208 views Asked by At

We have a product which acts as the source of reference data to various product teams within our organization. The data has been stored in a solr index we have exposed services to provide clients with access to this data.

Now we have a requirement to provide kind of an event-driven mechanism so that the clients get notified when something on the server side.

Though I know this is quite easy to implement with products such as Oracle coherence and solr is not the right product suited for this purpose. But now its not possible for us to go backwards and change the solution.

So, to achieve the requirement, somewhat, we have exposed a RESTFul service that returns all the documents in a particular index and client applications keep on hitting this resful service so that the get the full dataset in a certain number of iterations.

I know this is not the best way but we had limited options available as we didn't want another datastore just for this.

As an improvement to this approach, what we want that we expose another service which returns the inserts/updates/deleted done to the solr index during a particular time frame. something like /companyIndex/itr/15 which gives the modification done to the company index in last 15 mins. This will help clients in reducing a volume of data they'll be handling. Once a client takes the full dataset from the index, they can work with the incremental updates later on and in this way clients data set will be in sync with master data-set. Some lag will still be there but that is fine.

Is there a way to achieve this using solr/lucene itself? Does solr maintains soem kind of audit trail which can be exposed?

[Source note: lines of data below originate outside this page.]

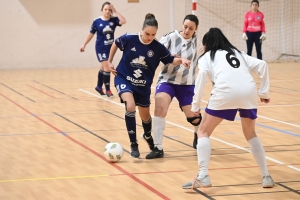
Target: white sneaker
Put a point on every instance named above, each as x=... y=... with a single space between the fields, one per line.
x=204 y=182
x=267 y=182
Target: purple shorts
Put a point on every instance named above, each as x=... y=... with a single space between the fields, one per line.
x=183 y=93
x=229 y=114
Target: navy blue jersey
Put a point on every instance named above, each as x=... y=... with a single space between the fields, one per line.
x=105 y=32
x=139 y=61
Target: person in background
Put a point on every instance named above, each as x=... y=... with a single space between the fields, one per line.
x=234 y=89
x=254 y=30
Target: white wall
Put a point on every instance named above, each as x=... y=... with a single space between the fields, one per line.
x=49 y=33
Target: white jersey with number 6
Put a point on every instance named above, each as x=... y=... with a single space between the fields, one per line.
x=233 y=84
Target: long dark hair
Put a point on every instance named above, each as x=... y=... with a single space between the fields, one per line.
x=105 y=3
x=214 y=40
x=192 y=18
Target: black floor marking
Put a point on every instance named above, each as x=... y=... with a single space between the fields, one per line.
x=18 y=93
x=250 y=193
x=54 y=89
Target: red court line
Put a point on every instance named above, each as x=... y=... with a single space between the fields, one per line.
x=94 y=152
x=237 y=167
x=41 y=91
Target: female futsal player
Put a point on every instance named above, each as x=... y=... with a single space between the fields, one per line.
x=105 y=26
x=254 y=30
x=135 y=73
x=234 y=89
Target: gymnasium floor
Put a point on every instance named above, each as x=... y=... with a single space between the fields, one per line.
x=54 y=127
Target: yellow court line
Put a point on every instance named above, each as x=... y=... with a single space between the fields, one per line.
x=54 y=178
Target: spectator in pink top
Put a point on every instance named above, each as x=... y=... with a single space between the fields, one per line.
x=254 y=30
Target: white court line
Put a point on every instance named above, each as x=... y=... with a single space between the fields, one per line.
x=284 y=80
x=182 y=127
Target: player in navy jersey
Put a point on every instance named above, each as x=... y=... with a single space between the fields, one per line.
x=105 y=27
x=176 y=81
x=134 y=75
x=234 y=90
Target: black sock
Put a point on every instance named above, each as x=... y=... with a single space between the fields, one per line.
x=106 y=80
x=131 y=125
x=100 y=79
x=147 y=127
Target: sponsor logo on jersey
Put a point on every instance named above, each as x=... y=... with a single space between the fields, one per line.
x=136 y=82
x=139 y=62
x=107 y=29
x=150 y=53
x=108 y=36
x=137 y=73
x=108 y=42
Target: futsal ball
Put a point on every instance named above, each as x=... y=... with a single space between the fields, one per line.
x=113 y=152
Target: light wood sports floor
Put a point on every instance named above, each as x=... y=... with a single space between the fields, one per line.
x=54 y=127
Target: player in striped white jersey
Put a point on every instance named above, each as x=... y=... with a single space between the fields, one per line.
x=176 y=81
x=234 y=89
x=134 y=76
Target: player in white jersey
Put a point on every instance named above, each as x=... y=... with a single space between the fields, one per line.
x=176 y=81
x=105 y=27
x=134 y=76
x=234 y=89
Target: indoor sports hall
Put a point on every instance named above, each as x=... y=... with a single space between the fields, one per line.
x=54 y=126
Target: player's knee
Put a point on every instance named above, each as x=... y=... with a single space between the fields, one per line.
x=195 y=121
x=130 y=107
x=160 y=111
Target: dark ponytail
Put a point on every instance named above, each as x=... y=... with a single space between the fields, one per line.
x=150 y=21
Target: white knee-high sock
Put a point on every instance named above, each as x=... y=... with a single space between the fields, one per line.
x=203 y=152
x=159 y=125
x=259 y=155
x=196 y=129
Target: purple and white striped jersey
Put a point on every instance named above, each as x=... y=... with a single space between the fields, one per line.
x=179 y=74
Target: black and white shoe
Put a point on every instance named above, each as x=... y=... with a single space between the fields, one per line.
x=149 y=141
x=135 y=153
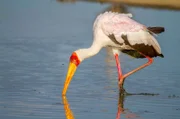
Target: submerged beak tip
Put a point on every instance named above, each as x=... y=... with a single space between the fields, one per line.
x=73 y=64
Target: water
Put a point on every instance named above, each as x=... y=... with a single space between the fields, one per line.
x=36 y=40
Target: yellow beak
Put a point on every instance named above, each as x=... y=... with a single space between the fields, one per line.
x=71 y=70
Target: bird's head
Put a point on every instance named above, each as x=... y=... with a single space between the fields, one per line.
x=74 y=61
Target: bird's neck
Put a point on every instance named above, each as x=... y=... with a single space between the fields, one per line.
x=89 y=52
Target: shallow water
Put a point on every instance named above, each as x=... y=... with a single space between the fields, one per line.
x=36 y=40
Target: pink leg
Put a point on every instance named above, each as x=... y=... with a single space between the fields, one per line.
x=118 y=67
x=150 y=61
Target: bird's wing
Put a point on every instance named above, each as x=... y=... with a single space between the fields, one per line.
x=131 y=33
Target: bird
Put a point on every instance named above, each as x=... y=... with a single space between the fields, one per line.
x=123 y=35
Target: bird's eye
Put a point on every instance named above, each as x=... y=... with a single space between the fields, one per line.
x=74 y=59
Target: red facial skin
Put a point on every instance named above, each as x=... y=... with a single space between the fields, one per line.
x=74 y=59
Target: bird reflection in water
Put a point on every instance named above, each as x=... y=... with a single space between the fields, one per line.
x=67 y=109
x=120 y=106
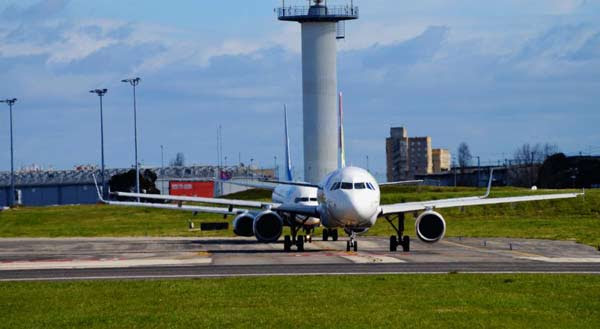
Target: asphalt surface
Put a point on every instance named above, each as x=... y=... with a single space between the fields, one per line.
x=181 y=272
x=145 y=258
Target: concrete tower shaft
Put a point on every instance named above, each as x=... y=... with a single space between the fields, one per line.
x=319 y=86
x=319 y=83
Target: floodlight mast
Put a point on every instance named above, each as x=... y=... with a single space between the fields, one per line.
x=101 y=93
x=10 y=103
x=134 y=82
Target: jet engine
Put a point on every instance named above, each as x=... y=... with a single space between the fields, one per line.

Though we can keep such information with our data-loading layer, but we wanted to know if something available with solr can used?

Any suggestions/opinions?

1

There are 1 answers

1
MatsLindh On BEST ANSWER

There are several ways you can handle this. Lucene exposes information about commits in the IndexDeletionPolicy (see IndexCommits) which Solr uses to power its own Replication. You can probably hook into the replication yourself and retrieve the current version of the index and which files has changes in the meantime (see the HTTP API for replication).

If you want more details about each commit event, you'll have to dig a bit deeper, but I'm sure you can either hook directly into Lucene to observe the events yourself (in the same way the replication handler for Solr does) and then broadcast them through RabbitMQ or some other message queue to expose the information to several clients.

Hopefully that'll point you in the right direction!